O vice-presidente da Comunidade Quilombola São Benedito do Girau, José Claudinei Gomes, pede mais transparência da prefeitura não só sobre o projeto de redução da área da APA, mas sobre a possível instalação de mineradoras na região. Um dos principais temores é com possíveis impactos às nascentes da Chapada do Lagoão. “O consumo de água tende a aumentar muito, e isso nos preocupa principalmente se tivermos um período de escassez hídrica”, lamenta. O temor se justifica pelo agravamento da questão climática na cidade. José Claudinei vive com a família no Lagoão e teme uma sobrecarga por água na região - Foto: Fred Magno/ O Tempo
Em novembro de 2023, Araçuaí bateu o recorde de 44,8°C, a maior temperatura já registrada oficialmente no Brasil pelo Instituto Nacional de Meteorologia (Inmet). Questionado sobre a pressão hídrica, o prefeito da cidade, Tadeu Barbosa de Oliveira (PSD), rebate o argumento das comunidades tradicionais de que a região é a “caixa-d’água do município”.
“Um local que é chamado de caixa-d’água de Araçuaí, onde eu tenho que gastar recurso público para levar água de caminhão-pipa, porque não tem (água). Seria instalada uma escola agrícola que não foi instalada por falta d’água. Como é que se trata isso como caixa-d’água? Não estou minimizando a importância que lá tem na condição ambiental de Araçuaí. Não estou minimizando, não estou desfazendo da APA, mas vamos falar a verdade. Vamos tratar coisas sérias de forma séria, de forma responsável, parar com essa questão ideológica”, disse.

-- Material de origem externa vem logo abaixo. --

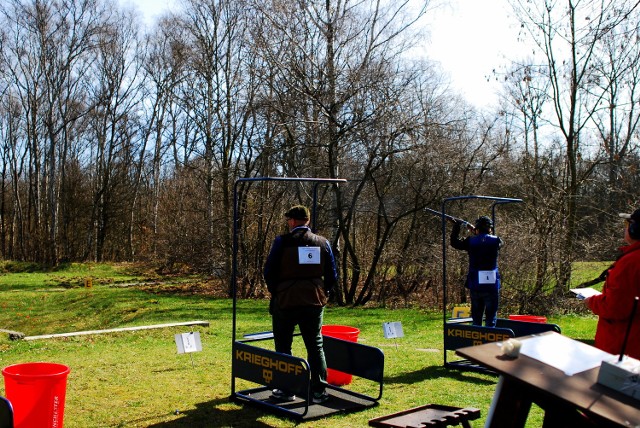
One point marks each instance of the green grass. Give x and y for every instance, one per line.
x=136, y=379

Casal Pacífico e Simar, e a neta Rafaela, comandam uma mercearia, que também funciona como bar, no interior da Chapada do Lagoão - Foto: Fred Magno/ O Tempo
No interior da Área de Proteção Ambiental (APA), quem mora ali desde o nascimento teme pelo futuro. O casal Simar Gonçalves, 58, e Pacífico Luiz de Sá, 63, têm uma mercearia em um dos principais pontos da Chapada, vizinha à escola que atende a comunidade. Casados há 40 anos, eles vivem aos fundos da loja com os cinco netos e os filhos. “Eu estou muito assustada, meu medo é que isso venha a acontecer”, disse Simar ao lado da neta Rafaela, 5, sobre a possível instalação de mineradoras na região.

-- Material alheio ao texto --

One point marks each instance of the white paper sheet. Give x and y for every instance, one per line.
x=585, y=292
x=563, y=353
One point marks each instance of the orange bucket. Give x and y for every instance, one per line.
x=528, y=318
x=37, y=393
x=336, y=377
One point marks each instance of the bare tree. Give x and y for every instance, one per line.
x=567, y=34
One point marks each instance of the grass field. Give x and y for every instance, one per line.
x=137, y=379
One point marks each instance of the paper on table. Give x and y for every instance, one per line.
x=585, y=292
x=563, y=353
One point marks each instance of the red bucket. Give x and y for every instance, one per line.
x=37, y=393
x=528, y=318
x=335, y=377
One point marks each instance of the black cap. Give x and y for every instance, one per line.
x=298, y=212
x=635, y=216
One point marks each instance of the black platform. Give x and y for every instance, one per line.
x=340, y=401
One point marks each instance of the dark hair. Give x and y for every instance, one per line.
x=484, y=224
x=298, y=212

A casa e a mercearia da família estão localizadas a quatro quilômetros da área em que a Atlas Lithium pretende se instalar. “Eles nunca sentaram com ninguém aqui. Se a gente precisar sair da terra em que nasceu e viveu, a gente até morre de tristeza”, completa Simar. “Não dá para falar que não dá medo”, disse Pacífico, enquanto conversava com a reportagem debruçado sobre um balcão simples, de madeira, por onde atende seus clientes. Sinalização da Atlas é visível a quem passa pela APA Chapada do Lagoão - Foto: Fred Magno/ O Tempo
A Atlas, que pretende operar na APA Chapada do Lagoão, afirma que as atividades vão ocupar apenas 0,08% da borda da área atual. “Os estudos técnicos não registraram nem identificaram a existência de nascentes na área do empreendimento. Não haverá qualquer interferência em nascentes, que inclusive possuem proteção específica em legislação federal (Código Florestal)”, disse o conselheiro da empresa, Rodrigo Menck.